We want to have all values in the same units to do e.g. computations for routing. For this purpose we can rewrite the value to km/h on the fly, regardless whether we are in the UK or elsewhere:

[out:csv(::id,maxspeed,highway,name)];
way({{bbox}})[highway][highway!=footway];
convert row ::id=id(),highway=t["highway"],name=t["name"],
    maxspeed=(suffix(t["maxspeed"]) == "mph"
        ? number(t["maxspeed"]) * 1.609344
        : number(t["maxspeed"]));
out;

Line 1 is the declaration to get everything in CSV. This makes sense because we want to process the values and not the geometry of the ways. We choose as columns the id of the object and the generated maxspeed, highway, and name tag values. Line 2 is a standard query for all ways within the bounding box with a highway tag and where that highway tag is not footway because footways should not have speed limits.

In line 3 the interesting thing is within the convert statement: We use a ternary expression (Condition ? If-True : If-False ) to determine the value to set for the maxspeed tag. If and only if the suffix of the value of the maxspeed tag is mph then the expression suffix(t["maxspeed"]) == "mph" is true. In that case we multiply the value of maxspeed taken as number with the conversion constant. Otherwise we take the maxspeed as a plain number. This together ensures that we get a value in km/h regardless whether the actual value has been in mph or km/h.

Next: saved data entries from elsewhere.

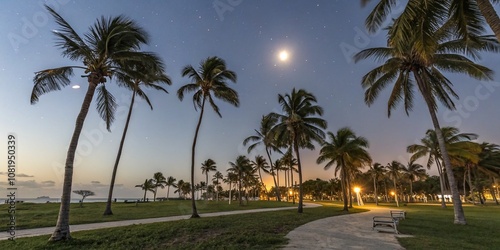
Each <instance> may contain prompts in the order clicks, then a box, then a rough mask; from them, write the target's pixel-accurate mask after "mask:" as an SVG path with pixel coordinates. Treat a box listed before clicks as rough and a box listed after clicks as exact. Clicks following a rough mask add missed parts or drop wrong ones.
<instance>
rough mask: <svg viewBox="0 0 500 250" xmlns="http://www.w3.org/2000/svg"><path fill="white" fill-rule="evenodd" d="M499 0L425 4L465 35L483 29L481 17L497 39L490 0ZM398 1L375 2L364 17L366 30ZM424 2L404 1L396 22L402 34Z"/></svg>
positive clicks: (483, 0) (389, 0) (381, 17)
mask: <svg viewBox="0 0 500 250" xmlns="http://www.w3.org/2000/svg"><path fill="white" fill-rule="evenodd" d="M369 1H370V0H361V3H362V5H365V4H366V3H368V2H369ZM499 2H500V1H499V0H447V1H443V0H435V1H425V4H428V5H437V7H434V8H433V9H434V10H433V11H438V14H439V15H441V16H442V17H444V18H449V19H450V21H451V23H452V24H453V25H454V26H455V29H456V30H457V32H458V33H459V34H460V35H461V36H463V37H467V36H469V35H470V33H474V32H475V31H484V28H483V26H484V25H485V23H484V21H486V23H487V24H488V25H489V27H490V28H491V30H492V31H493V32H494V33H495V36H496V39H497V40H498V41H500V18H499V17H498V14H497V13H496V11H495V8H494V7H493V4H497V3H499ZM396 4H399V2H397V1H393V0H380V1H379V3H378V4H377V6H376V7H375V8H374V9H373V11H372V12H371V13H370V15H368V17H367V18H366V21H365V23H366V26H367V28H368V30H369V31H370V32H375V31H376V30H378V29H380V28H381V25H382V24H383V23H384V22H385V21H386V19H387V18H388V17H389V15H390V13H391V12H392V8H393V7H394V6H395V5H396ZM423 4H424V2H422V1H419V0H413V1H412V0H410V1H408V3H407V5H406V8H405V11H404V12H403V13H402V14H401V16H402V17H403V18H401V19H402V21H401V24H400V26H401V27H402V28H401V31H403V32H402V33H403V34H404V35H405V36H402V37H401V38H403V37H406V36H409V33H411V32H412V31H415V30H414V29H412V25H411V24H410V21H411V20H412V19H413V18H414V17H416V16H419V15H423V16H425V15H426V12H429V11H426V9H425V8H421V7H422V6H421V5H423Z"/></svg>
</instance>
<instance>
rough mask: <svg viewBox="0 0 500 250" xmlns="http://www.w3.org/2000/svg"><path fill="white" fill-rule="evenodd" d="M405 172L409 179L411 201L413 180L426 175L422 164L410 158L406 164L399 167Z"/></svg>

The last step is to do proper error checking. This means that we funnel an error message to the CSV if we meet anything that looks like a unit but is neither the implicit km/h nor mph:

[out:csv(::id,maxspeed,highway,name)];
way({{bbox}})[maxspeed];
if (lrs_union(set(suffix(t["maxspeed"])),"mph")=="mph")
{
  convert row ::id=id(),highway=t["highway"],name=t["name"],
      maxspeed=(suffix(t["maxspeed"]) == "mph"
          ? number(t["maxspeed"]) * 1.609344
          : number(t["maxspeed"]));
}
else
{
  make row ::id=1,highway="bad_unit",
      name=set("{"+suffix(t["maxspeed"])+"}");
}
out;

The changed lines are line 3 and line 12. Line 3 is a test whether the units are as expected: The aggregator set(...) on suffix(t["maxspeed"]) delivers all suffixes in the found ways as semicolon-separated list. This set should be the empty set or a set containing only mph. The fastest way to check whether something is a subset is currently to lrs_union it with the superset and check whether it is equal to the superset afterwards. Line 12 produces a single result element that has in the fields used by this CSV formatting an error message and by set("{"+suffix(t["maxspeed"])+"}") the list of all values that appear as suffixes.

The example currently returns knots from a waterway in the marina in the bounding box.

Beyond the Geodata

I you want to check the credibility of the geodata then it can be helpful to look at the metadata. In particular, the age of the object and surrounding objects gives a hint whether the object still exists on the ground or whether simply no mapping activity may have taken place.

The other data in question is well-known from the meta output mode. In addition, this data can now be accessed via evaulators. For example, you could now find all data that has been last touched in a specific changeset:

nwr(if:changeset()==58017401)({{bbox}});
out geom;

Another example is to find objects with a suspiciously high version number. Relations always have very high version numbers. Thus we look at ways here:

[out:csv(ver,count)];
way({{bbox}});
for (version())
{
  make stat count=count(ways),ver=_.val;
  out;
}

Line 1 is the CSV declaration with columns matching the tags generated in line 5 and printed in line 6. Line 2 is a standard query for all objects in the bounding box. Line 3 contains the new evaulator, version(). It is used by the for loop to group output by version number.

Now we can investigate a reasonable number of objects with the highest version numbers:

way({{bbox}})(if:version()>50);
out geom;

There are further evaulators for timestamp(), uid(), and user()). These should be self-explanatory.